"Dengan bermodalkan uang Rp 110.000 aku pikir itu tiket dan udah plus kamar di dalam kapal, ternyata enggak. Ya tidur disitu, di jalan-jalan yang di emper, siapa cepat dia dapat gitu. Bayangin, di bawah tangga, hari-hari pertama gue tidur dibawah tangga, hari kedua gue agak dekat ke pantry, terus hari ketiga pindah sampai akhirnya di dekat sekoci. 5 hari bro perjalanan," paparnya.
"Lu bayangkan aja. Lu gak ngeliat pulau lima hari, ngeliat laut aja, yang sebenarnya ya susah. Di kapal itu bukan masalah kita bosan atau enggak, buat menutupi perut ini nih laper, belum makan. Kalau orang banyak duit kan enak, tinggal ke kantin ke pantry aja beli-beli, cuma kan kalau kita kan uang terbatas, mana di Jakarta kan, aduh mau ngapain nih? Gak ada uang sama sekali," sambungnya.

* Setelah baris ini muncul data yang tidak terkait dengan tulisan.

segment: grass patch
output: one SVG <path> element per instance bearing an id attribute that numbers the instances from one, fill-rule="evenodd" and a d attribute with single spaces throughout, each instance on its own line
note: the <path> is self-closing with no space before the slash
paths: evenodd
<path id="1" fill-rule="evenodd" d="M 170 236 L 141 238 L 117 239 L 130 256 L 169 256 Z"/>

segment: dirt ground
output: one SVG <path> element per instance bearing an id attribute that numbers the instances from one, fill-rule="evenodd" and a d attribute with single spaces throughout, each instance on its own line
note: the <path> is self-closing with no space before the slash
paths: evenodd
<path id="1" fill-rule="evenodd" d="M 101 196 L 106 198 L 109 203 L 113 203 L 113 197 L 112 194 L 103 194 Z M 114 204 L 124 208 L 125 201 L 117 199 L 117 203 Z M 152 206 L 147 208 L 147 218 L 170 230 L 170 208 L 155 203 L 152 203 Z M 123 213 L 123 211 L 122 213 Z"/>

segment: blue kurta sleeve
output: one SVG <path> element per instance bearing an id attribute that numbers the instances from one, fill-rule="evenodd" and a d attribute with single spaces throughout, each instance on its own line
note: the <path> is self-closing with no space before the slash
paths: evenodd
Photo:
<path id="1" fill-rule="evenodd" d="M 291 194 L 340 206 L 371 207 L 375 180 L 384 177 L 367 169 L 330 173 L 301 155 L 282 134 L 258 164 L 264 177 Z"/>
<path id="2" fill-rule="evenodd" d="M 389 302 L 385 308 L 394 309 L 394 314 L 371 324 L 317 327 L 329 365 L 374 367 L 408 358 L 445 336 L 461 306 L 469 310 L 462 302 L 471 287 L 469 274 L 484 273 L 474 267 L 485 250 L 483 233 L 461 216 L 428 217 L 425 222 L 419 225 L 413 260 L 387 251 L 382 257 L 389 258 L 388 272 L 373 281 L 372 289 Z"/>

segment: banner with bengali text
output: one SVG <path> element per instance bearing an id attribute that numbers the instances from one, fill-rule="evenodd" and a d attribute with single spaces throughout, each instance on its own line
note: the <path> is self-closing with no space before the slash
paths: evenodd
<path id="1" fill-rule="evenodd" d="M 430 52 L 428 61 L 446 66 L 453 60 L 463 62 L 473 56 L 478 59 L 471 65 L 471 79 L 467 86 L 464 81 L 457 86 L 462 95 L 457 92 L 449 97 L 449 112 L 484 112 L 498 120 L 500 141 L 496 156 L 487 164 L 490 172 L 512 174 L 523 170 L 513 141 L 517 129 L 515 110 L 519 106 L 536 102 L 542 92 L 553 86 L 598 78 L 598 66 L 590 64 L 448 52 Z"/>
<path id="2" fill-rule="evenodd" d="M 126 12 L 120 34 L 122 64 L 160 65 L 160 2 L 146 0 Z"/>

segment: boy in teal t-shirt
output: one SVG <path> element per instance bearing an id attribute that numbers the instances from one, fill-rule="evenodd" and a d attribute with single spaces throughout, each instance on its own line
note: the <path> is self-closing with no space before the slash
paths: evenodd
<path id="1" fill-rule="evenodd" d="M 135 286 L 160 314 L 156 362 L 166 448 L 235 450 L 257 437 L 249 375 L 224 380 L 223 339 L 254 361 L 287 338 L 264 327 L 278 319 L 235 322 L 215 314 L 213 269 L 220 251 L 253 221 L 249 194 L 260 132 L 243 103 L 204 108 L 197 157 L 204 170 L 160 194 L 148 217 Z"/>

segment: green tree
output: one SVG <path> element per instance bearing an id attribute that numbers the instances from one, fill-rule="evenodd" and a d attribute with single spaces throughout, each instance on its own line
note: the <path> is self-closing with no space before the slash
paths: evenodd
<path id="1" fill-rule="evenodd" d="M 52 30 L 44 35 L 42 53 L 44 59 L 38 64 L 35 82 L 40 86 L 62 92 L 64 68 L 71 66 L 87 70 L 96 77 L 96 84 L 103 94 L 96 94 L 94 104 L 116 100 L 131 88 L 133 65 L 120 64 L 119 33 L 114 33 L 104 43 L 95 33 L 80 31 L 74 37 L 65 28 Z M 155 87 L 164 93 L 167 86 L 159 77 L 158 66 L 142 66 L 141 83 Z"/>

Bermodalkan dirinya yang memiliki sikap bergaul dan mudah akrab dengan orang lain, Enda pun tak lagi merasa kelaparan. Meski ia menyadari bahwa tinggal di Jakarta sebagai perantau yang tak memiliki modal, bukanlah hal yang mudah.
"Mungkin disitu karena Allah memberikan aku kelebihan, bahwa aku gampang bergaul orangnya, jadi aku bergaul sama koki-koki, ngerokok sama koki-koki gitu di di kapal. Akhirnya, gue makan gratis. Dikasih terus, dikasih makan," tandasnya.